The development of literacy in Bristol and Gloucestershire, 1755-1870
[Thesis]
Campbell, M. J.
University of Bath
1980
Ph.D.
University of Bath
1980
The dissertation explores in detail the factors which operated to provide elementary education in Bristol 1800-1870 and analyses the effects of religious and political differences. It measures the growth of literacy by signature data in Bristol generally and SS. Philip and Jacob in particular, the latter being taken as a paradigm of a large urban parish. A significant correlation between the findings of a statistical survey of 1838 and signature data extracted from marriage records for this parish has been demonstrated. The study of Gloucestershire concentrates on analysis of signature data to give a profile of a rural county from 1755-1865. This includes comparison of female and male literacy, analysis of literacy by occupation and in relation to occupation of parent, and also the analysis of the occupational and locational distribution of couples making double marks. The study has extensive Gloucestershire prison records to establish correlations between their data and signature data, particularly in relation to the largest occupational groups. Other sources for evidence of literacy are considered, and beliefs relating to the alleged superiority in literacy of certain denominational groups challenged with new evidence. A hierarchy of literacy by occupation is described and evidence submitted to demonstrate that this was the most important factor in the discontinuity of patterns of literacy within a county. Evidence is adduced to suggest that children, particularly sons, of artisans were educated to a measurable standard even where educational agencies were deficient.

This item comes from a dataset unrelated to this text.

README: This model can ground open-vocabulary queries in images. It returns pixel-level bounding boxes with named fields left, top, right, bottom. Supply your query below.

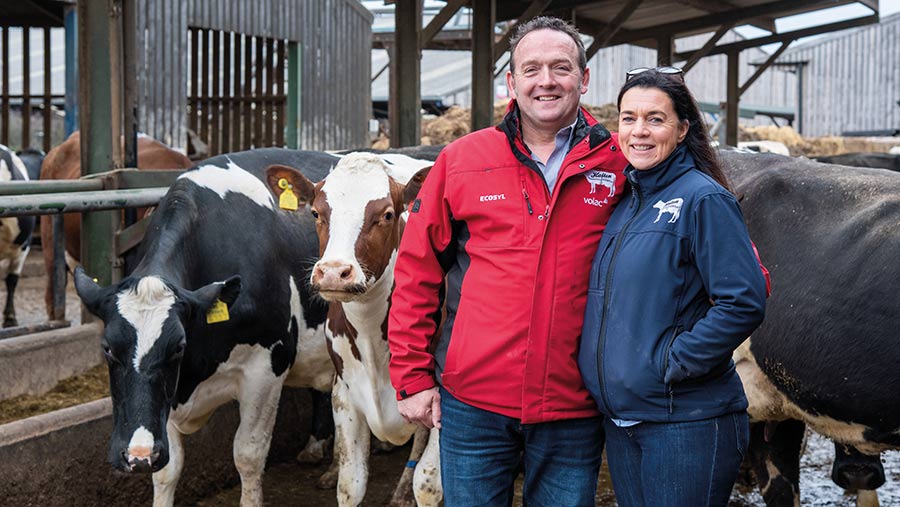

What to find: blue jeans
left=440, top=388, right=603, bottom=507
left=604, top=412, right=750, bottom=507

Conversely, the study emphasises the depressed educational state of agricultural and other labourers throughout much of the period in question. Attempts are made to establish the relationship of the signature to skills of general literacy for a point in the middle of the l9th century. The dissertation pursues corroboration of occupational patterns of literacy by examining contemporary commentaries, library records, popular literature and some written remains, principally from Bristol and Gloucestershire. The results of an analysis of a range of 18th and 19th century printed materials by using readability tests is described. A tentative conclusion is that these various methodologies point to a spectrum of reading and writing skills which parallel the hierarchy of signature literacy.